One improvement to the Argon2 PoW algorithm would be to have a memory-hard
main loop like:

    mem[0] = H(digest, nounce)
    for i = 0 to memSize-1 {
        randAddress = mem[i-1] % i;
        mem[i] = H2(mem[i-1], mem[randAddress]);
    }

This is very similar to the current Argon2d loop, but the block hashing is
replaced with H2, which could be SHA256(a, b), for example.  After filling
memory, the final hash value  written is the Merkel hash root.  Use it to
compute a random path of length L from the root to mem[0].  So long as L is
secure number of hops, like (128?), then then hashes used to "open" mem[0]
should constitute a secure proof that the memory-hard hashing algorithm has
been run.

In comparison to the Argon2 current PoW system, this performs half the
number of full hashes, since the Merkel tree is embedded in the data used
to fill memory, rather than computed as a post-process.  This should enable
it to have a 4x higher memory*time defense if memory bandwidth bound.  The
proof would be about the same length (num-bits of security times hash
length).  However, it is no longer generic like the current Argon2 PoW
algorithm.  Also, Argon2's algorithm is more familiar to people who know
about the Merkel hash tree PoW algorithm.

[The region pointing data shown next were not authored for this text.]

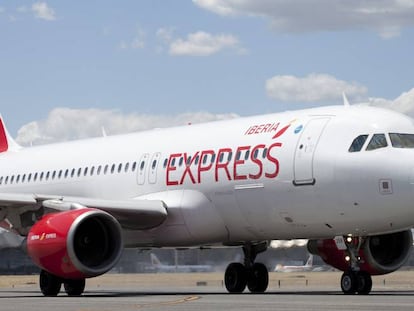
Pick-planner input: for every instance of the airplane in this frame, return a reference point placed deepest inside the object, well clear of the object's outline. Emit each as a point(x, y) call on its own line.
point(160, 267)
point(305, 268)
point(340, 176)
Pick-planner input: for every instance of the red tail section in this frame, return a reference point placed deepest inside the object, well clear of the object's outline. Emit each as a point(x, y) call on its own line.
point(4, 145)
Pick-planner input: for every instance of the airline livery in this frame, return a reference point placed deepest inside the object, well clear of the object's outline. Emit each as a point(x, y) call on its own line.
point(341, 177)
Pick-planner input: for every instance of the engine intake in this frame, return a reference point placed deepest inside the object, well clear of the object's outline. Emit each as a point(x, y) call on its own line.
point(76, 244)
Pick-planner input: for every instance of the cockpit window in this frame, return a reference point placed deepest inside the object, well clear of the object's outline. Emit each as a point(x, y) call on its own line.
point(377, 141)
point(358, 143)
point(402, 140)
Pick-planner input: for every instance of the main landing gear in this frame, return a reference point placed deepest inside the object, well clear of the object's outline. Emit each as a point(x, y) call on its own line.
point(50, 285)
point(355, 281)
point(253, 275)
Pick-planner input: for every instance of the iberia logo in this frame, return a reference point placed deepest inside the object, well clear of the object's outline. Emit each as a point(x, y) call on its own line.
point(229, 163)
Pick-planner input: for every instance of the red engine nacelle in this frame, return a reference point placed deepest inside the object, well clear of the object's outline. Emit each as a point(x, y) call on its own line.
point(76, 244)
point(378, 254)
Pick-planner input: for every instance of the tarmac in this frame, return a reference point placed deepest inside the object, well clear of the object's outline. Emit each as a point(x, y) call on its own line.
point(205, 291)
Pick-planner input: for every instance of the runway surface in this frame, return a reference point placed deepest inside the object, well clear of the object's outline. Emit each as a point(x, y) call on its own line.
point(311, 291)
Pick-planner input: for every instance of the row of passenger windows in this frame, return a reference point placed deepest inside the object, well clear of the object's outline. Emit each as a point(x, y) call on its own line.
point(380, 141)
point(123, 167)
point(224, 156)
point(68, 173)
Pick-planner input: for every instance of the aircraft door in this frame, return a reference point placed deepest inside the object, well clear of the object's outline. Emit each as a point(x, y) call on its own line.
point(305, 150)
point(153, 169)
point(142, 168)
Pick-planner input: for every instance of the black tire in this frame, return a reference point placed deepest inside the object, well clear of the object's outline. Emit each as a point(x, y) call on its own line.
point(235, 278)
point(74, 287)
point(258, 278)
point(49, 284)
point(364, 283)
point(349, 283)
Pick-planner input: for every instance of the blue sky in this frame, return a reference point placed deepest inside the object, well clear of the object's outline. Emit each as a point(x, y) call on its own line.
point(173, 59)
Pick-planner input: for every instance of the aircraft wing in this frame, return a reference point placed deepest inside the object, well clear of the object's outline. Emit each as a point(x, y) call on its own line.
point(135, 214)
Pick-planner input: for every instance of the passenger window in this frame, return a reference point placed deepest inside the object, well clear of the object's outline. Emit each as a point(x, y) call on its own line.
point(402, 140)
point(358, 143)
point(377, 141)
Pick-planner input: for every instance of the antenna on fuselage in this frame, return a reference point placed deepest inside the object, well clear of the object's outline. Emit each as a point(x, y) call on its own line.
point(103, 131)
point(346, 102)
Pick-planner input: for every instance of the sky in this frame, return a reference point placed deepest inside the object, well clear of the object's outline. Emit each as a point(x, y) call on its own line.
point(69, 68)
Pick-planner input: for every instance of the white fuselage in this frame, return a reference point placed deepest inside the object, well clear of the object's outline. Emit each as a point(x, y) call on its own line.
point(277, 176)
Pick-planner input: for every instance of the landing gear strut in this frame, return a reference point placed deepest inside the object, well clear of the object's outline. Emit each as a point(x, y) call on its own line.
point(50, 285)
point(355, 281)
point(253, 275)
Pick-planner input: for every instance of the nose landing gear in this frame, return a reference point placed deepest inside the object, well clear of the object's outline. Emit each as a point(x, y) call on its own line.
point(253, 275)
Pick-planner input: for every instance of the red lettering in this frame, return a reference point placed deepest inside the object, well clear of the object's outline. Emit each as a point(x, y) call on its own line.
point(266, 127)
point(187, 168)
point(273, 160)
point(221, 153)
point(201, 168)
point(171, 168)
point(259, 129)
point(239, 162)
point(252, 130)
point(256, 160)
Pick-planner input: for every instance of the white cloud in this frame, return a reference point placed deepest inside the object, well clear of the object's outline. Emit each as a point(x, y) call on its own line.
point(312, 88)
point(203, 44)
point(42, 11)
point(137, 42)
point(403, 103)
point(387, 17)
point(68, 124)
point(22, 9)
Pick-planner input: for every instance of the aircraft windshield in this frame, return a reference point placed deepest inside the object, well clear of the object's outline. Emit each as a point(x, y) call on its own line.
point(358, 143)
point(377, 141)
point(402, 140)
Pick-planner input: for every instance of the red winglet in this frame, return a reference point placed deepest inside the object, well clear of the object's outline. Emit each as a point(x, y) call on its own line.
point(4, 145)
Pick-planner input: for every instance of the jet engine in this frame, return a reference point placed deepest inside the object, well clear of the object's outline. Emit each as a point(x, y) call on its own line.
point(379, 254)
point(76, 244)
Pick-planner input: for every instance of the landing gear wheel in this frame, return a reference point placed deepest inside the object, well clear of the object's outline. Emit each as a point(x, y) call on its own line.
point(364, 283)
point(258, 278)
point(49, 284)
point(235, 278)
point(74, 287)
point(349, 283)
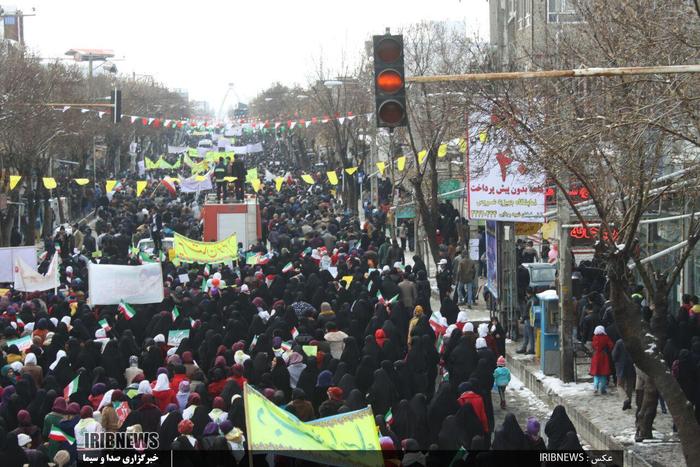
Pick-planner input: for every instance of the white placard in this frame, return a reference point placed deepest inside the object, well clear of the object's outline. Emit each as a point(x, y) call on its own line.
point(110, 284)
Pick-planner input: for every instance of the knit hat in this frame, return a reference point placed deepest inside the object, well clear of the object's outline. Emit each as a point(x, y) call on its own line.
point(185, 427)
point(61, 458)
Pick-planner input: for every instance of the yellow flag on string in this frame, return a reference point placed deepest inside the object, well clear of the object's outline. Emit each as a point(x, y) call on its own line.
point(140, 186)
point(332, 177)
point(422, 155)
point(462, 145)
point(401, 163)
point(346, 439)
point(14, 180)
point(381, 166)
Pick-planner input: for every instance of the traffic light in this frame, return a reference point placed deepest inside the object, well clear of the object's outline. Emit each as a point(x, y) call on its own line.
point(115, 99)
point(389, 90)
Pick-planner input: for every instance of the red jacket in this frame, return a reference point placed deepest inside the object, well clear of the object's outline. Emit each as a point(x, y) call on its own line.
point(477, 404)
point(600, 362)
point(163, 398)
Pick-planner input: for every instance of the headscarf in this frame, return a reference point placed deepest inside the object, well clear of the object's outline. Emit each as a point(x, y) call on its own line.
point(162, 383)
point(144, 388)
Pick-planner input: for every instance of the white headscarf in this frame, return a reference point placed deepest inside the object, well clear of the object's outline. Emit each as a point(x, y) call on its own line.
point(162, 383)
point(59, 355)
point(106, 399)
point(144, 388)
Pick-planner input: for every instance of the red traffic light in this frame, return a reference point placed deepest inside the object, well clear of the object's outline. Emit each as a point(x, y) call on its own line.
point(388, 50)
point(391, 113)
point(389, 81)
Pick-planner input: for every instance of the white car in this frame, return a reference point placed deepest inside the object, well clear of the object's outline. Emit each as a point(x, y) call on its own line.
point(146, 245)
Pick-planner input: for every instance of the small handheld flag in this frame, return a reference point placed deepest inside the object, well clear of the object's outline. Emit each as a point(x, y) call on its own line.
point(127, 310)
point(389, 417)
point(72, 388)
point(59, 435)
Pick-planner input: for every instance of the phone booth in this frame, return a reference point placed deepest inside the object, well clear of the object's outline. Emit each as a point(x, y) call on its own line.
point(550, 358)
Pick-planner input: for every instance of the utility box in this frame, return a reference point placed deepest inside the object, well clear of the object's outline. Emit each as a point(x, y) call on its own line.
point(548, 308)
point(226, 219)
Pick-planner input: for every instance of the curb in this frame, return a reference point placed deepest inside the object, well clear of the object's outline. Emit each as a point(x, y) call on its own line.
point(584, 427)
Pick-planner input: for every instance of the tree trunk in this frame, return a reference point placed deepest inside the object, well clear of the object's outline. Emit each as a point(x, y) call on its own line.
point(429, 224)
point(647, 413)
point(628, 319)
point(29, 228)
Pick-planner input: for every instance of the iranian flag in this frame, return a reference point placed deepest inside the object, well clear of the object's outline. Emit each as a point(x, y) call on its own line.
point(57, 434)
point(72, 388)
point(127, 310)
point(438, 328)
point(169, 185)
point(145, 258)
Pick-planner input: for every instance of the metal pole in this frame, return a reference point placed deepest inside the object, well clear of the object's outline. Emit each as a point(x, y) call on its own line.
point(548, 74)
point(566, 318)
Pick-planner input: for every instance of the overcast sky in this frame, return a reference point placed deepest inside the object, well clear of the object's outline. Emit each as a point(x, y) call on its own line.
point(203, 45)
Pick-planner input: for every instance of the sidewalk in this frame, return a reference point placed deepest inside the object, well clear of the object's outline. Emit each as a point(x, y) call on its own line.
point(599, 419)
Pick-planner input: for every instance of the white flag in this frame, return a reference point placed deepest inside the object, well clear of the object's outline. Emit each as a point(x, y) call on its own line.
point(28, 280)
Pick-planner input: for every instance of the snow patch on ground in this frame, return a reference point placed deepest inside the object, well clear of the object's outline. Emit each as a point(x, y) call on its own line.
point(556, 386)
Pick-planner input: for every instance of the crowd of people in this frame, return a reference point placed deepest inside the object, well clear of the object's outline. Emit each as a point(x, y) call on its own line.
point(426, 370)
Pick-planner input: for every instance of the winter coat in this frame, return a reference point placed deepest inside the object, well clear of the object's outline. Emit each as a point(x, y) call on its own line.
point(600, 362)
point(501, 376)
point(477, 404)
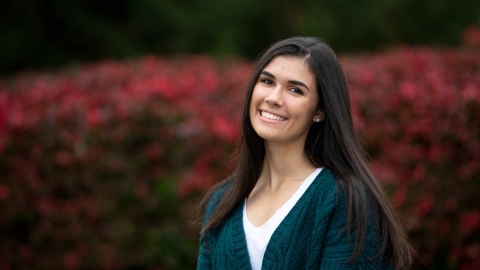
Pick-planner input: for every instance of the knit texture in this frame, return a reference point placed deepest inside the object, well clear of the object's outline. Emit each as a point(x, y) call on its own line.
point(312, 235)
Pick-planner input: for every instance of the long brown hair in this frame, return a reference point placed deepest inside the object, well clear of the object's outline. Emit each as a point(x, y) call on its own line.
point(331, 143)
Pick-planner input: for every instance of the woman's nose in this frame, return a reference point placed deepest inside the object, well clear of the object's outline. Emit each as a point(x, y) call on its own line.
point(275, 97)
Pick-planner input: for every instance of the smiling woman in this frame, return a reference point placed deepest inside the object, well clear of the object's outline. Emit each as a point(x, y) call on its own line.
point(302, 195)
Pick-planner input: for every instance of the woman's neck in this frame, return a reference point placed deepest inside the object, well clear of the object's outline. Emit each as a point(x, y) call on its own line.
point(284, 163)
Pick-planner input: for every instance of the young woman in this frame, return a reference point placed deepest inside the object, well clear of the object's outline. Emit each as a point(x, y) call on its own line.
point(302, 195)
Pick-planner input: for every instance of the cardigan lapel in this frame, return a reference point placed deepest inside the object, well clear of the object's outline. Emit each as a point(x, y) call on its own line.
point(239, 241)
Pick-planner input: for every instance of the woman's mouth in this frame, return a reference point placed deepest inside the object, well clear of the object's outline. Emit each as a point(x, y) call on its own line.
point(272, 116)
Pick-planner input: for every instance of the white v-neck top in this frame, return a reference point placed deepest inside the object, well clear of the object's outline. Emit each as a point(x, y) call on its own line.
point(258, 237)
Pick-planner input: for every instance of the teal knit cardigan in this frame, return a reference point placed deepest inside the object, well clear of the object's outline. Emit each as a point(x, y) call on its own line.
point(312, 235)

Even with a 2X speedup and Intel crypto-intstructions, the algorithm is not
close to filling my CPU's I/O bandwidth.  A GPU might do better, but an
ASIC can do it faster and at far lower power.  I think these memory-hard
PoW algorithms with fast verification are not quite ready for prime-time.
Can anyone see a solution to the speed problem?  If ASICs will be a lot
faster and lower power, then there's no point using the algorithm, IMO.